Iljitsch van Beijnum iljitsch at muada.com
Sun Aug 17 21:11:18 UTC 2003


On zondag, aug 17, 2003, at 20:57 Europe/Amsterdam, 
hackerwacker at tarpit.cybermesa.com wrote:

> The calculations I have seen of hydrogen produced vs watts in indicate
> solar could supply enough hydrogen to more than satisfy
> the requirements of a residential user.

Sure, a regular house has enough surface area to generate this 
electricity, but not appartment buildings or businesses. But why have 
the hydrogen in the middle? Batteries aren't as explosive. Also, it 
seems that the large amount of hydrogen that will leak out (remember, 
tinyiest molecules ever, but this is well established for other gasses 
as well) don't do the environment much good.

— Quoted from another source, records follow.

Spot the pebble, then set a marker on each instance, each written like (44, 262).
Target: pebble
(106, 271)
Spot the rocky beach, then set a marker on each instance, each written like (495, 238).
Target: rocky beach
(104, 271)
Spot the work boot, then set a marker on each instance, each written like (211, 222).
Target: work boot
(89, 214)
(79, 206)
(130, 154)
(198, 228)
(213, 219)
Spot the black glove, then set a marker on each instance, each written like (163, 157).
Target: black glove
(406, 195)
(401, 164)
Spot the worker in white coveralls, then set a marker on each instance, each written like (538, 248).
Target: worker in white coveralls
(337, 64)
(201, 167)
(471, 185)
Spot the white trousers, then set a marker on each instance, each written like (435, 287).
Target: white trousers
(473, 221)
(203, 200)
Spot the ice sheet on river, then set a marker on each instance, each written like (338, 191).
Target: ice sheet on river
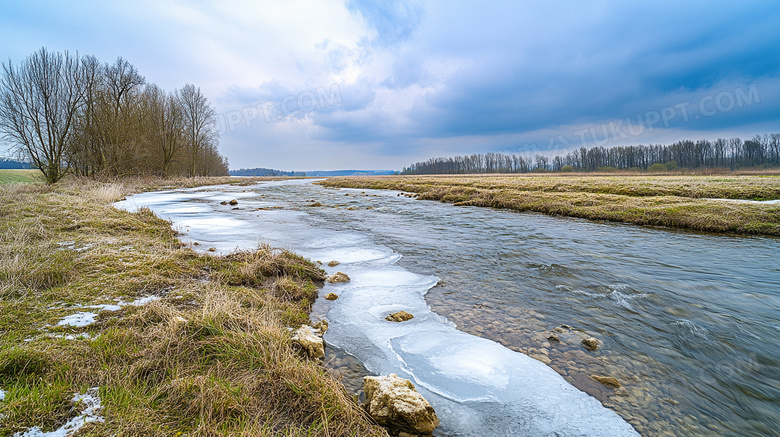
(477, 386)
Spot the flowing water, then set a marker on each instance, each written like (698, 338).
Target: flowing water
(689, 323)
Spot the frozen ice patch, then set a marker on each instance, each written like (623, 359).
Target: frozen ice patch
(82, 319)
(79, 320)
(89, 401)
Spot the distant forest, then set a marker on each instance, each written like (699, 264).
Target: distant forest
(71, 114)
(12, 164)
(762, 151)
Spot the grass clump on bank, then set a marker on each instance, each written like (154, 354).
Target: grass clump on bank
(211, 355)
(685, 202)
(18, 176)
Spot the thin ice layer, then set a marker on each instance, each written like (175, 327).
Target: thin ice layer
(477, 386)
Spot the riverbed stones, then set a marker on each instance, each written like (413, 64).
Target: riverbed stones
(338, 277)
(395, 403)
(321, 326)
(309, 342)
(590, 343)
(400, 316)
(609, 381)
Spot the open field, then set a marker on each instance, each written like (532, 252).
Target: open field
(8, 176)
(686, 202)
(210, 354)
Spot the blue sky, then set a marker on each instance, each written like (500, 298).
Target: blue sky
(327, 84)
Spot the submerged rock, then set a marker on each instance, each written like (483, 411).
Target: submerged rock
(338, 277)
(321, 326)
(395, 403)
(590, 343)
(400, 316)
(311, 343)
(609, 381)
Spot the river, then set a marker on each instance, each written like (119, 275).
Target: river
(689, 323)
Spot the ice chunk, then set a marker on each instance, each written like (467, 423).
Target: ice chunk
(90, 401)
(79, 320)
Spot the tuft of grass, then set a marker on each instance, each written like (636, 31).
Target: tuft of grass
(211, 356)
(19, 176)
(686, 202)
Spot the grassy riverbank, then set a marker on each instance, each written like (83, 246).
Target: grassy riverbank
(211, 356)
(684, 202)
(12, 176)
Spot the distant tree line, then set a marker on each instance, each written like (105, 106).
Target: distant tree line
(13, 164)
(69, 114)
(762, 151)
(265, 172)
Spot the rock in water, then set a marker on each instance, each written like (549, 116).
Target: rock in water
(590, 343)
(394, 403)
(609, 381)
(321, 326)
(313, 345)
(338, 277)
(400, 316)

I don't think wholesale replacement of our current power systems is an 
attainable goal in our lifetime. (And it will happen automatically 
anyway as oil starts running out and gets so expensive that people who 
just want to burn it can't afford it anymore.) However, it is still a 
very good idea to add more solar energy to the mix, both on the large 
and the small ends of the scale.

Small: a few solar panels (with batteries) will give you at least 
_some_ power when the utility power is out. Being able to recharge your 
cell phone, run a light, a laptop and an ADSL or cable modem is much, 
much better than nothing.

Large: demand for power peaks when it's hot, but generating capacity is 
often much lower under these circumstances because river water gets 
much warmer so power plants that need this water for cooling can't run 
at full capacity. (We could be facing rolling blackouts because of this 
soon in Europe.) Guess what: solar panels don't need cooling and their 
output is highest when the weather is hot = lots of sunshine.

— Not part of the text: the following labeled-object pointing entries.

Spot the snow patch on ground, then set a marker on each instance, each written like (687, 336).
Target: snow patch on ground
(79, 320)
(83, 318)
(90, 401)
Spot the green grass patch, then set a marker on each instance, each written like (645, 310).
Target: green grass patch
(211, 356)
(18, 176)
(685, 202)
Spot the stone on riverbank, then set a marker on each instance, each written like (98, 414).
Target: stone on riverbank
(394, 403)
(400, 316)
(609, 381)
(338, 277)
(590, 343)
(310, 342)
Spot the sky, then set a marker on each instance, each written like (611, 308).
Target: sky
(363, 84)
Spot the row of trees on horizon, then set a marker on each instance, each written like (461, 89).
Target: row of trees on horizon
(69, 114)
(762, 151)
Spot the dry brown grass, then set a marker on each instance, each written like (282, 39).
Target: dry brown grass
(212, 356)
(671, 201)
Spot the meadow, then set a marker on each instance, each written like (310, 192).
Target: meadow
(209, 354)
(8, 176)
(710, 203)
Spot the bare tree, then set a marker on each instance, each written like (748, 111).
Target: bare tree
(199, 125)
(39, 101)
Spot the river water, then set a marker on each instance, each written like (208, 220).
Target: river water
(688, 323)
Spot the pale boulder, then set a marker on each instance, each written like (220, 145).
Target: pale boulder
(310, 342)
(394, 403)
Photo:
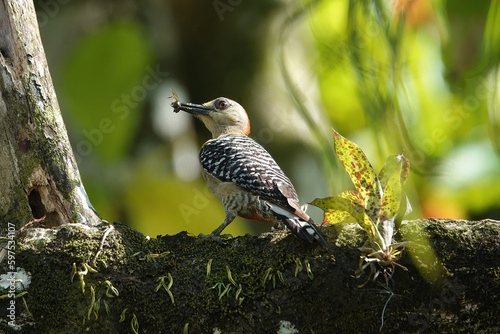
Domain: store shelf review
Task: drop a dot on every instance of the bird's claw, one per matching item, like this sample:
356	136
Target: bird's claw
215	237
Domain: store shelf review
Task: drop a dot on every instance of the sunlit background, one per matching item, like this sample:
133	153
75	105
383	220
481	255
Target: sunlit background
418	76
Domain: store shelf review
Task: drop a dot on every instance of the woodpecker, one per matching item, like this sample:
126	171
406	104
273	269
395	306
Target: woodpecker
242	174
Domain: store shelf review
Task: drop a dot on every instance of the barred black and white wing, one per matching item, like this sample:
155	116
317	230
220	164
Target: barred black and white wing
240	159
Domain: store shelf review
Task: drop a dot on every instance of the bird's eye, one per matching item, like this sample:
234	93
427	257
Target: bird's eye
222	104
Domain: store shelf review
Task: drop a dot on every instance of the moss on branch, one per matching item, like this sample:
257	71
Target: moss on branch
254	283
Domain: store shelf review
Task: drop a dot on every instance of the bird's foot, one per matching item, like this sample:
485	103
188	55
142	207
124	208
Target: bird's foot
278	226
215	237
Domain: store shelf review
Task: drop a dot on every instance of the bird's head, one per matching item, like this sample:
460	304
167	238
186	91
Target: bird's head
221	116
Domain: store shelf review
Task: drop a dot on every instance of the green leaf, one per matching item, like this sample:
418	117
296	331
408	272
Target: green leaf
361	172
338	210
373	234
391	199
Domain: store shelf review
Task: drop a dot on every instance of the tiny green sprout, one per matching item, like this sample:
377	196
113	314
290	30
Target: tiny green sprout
161	282
106	306
97	307
298	266
219	287
122	315
134	324
280	276
230	276
170	281
26	305
112	288
266	275
82	283
240	288
153	257
171	296
226	290
73	271
89	268
92	301
209	267
21	294
308	269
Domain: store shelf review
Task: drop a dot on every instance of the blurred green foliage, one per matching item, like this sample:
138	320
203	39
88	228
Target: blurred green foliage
415	76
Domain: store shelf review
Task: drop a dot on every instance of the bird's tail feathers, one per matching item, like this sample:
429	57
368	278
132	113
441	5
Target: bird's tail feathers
306	230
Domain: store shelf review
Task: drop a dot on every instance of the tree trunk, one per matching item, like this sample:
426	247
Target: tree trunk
39	178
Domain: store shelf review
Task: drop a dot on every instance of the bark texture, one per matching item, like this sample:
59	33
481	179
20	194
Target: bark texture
38	173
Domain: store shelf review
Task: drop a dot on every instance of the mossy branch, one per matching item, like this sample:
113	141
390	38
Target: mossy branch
255	284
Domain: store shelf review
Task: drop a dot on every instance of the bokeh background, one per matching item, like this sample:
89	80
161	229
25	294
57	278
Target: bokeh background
419	76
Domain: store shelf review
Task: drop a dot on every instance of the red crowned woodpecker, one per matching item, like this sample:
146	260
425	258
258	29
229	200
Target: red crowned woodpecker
243	175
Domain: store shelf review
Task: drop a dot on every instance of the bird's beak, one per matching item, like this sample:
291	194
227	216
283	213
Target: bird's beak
195	109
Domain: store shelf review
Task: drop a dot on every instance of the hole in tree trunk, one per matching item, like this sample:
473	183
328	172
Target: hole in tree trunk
36	205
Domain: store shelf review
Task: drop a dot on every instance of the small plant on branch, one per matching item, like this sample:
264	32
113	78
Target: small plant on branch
378	205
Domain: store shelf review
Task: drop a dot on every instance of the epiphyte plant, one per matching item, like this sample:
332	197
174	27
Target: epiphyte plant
378	204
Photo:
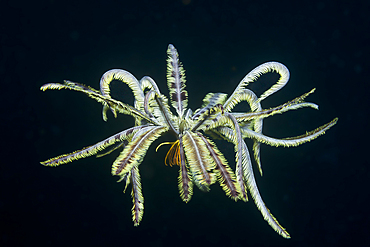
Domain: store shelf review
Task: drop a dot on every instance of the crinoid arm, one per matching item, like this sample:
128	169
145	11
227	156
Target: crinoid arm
93	149
105	100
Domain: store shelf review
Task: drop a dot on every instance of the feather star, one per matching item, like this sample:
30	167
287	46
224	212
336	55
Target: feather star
200	161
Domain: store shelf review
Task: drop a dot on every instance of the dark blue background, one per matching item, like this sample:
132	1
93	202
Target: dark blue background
318	191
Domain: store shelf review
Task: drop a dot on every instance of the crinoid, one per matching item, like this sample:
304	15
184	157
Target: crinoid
200	161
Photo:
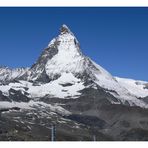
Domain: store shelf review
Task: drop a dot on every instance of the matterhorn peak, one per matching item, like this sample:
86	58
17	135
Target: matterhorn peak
64	29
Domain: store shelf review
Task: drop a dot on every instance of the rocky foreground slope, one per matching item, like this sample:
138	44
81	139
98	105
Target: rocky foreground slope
67	89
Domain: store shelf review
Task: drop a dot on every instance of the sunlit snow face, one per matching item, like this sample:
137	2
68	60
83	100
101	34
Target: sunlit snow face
68	58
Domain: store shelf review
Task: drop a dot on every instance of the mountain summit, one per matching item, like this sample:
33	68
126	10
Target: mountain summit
67	89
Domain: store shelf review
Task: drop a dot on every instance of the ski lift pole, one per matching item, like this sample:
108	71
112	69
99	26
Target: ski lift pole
53	133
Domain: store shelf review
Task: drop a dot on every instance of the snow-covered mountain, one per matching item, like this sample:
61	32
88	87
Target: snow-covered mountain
63	71
67	88
8	74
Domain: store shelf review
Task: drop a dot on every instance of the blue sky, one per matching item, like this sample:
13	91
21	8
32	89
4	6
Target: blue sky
116	38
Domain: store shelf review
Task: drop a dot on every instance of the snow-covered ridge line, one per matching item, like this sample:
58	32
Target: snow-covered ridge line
33	105
8	74
136	87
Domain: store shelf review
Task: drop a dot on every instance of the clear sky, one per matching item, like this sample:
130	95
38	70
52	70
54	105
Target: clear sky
116	38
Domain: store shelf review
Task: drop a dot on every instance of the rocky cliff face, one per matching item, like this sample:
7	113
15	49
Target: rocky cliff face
66	88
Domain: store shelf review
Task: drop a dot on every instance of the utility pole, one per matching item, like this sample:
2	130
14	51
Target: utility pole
94	138
53	133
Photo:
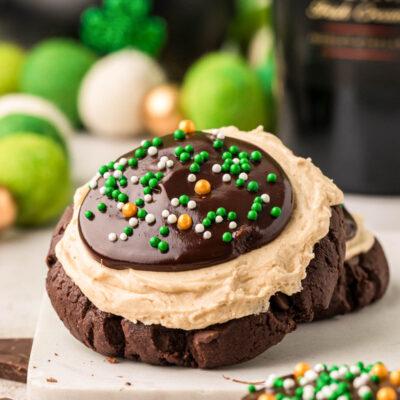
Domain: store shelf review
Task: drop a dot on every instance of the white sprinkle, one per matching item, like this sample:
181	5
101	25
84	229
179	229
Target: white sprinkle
199	228
165	213
288	383
112	237
150	218
161	165
192	205
152	150
133	221
265	198
134	179
232	225
317	367
216	168
192	178
207	235
226	178
123	236
363	391
172	219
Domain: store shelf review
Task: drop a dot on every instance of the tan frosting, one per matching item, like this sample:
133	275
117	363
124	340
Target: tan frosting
243	286
362	241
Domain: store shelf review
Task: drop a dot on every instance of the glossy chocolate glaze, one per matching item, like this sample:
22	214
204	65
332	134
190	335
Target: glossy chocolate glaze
187	249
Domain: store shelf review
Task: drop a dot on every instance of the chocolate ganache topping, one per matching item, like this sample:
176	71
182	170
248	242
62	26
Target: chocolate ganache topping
184	202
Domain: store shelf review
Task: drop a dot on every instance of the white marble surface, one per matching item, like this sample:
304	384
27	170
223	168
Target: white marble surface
22	252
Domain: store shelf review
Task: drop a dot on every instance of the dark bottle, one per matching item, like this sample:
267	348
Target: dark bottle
340	101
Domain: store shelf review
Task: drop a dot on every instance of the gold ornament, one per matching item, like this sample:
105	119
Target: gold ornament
161	113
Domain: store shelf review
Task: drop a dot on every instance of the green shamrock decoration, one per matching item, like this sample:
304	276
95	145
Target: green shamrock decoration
123	23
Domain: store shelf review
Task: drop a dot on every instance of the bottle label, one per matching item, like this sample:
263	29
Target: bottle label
355	29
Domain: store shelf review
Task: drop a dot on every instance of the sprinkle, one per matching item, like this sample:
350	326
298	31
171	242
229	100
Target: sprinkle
207	235
172	219
191	177
216	168
123	236
133	222
199	228
232	225
134	179
226	178
152	151
150	218
165	213
192	205
112	237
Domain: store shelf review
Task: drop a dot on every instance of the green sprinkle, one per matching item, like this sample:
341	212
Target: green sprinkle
232	215
153	182
154	241
89	214
123	197
189	148
252	215
195	168
218	144
178	150
252	186
227	237
211	215
128	231
164	231
147	190
240	182
140	153
179	134
205	155
221	211
234	150
276	212
184	156
157	142
132	162
139	202
271	177
206	222
142	213
184	199
235	169
163	246
103	169
199	159
146	144
256	156
101	207
226	155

> So, put them on your roof. Lots of unused space. No need to have huge
> expanses for centralized generation. I've read of Solar Cells as 
> building
> materials, using the Cells as the shell of the house.

There has recently been a breakthrough that makes it possible to 
convert more of the sun's spectrum into electricity. This could 
potentially double the efficiency of solar cells in the future, then 
maybe they'll be more cost efficient.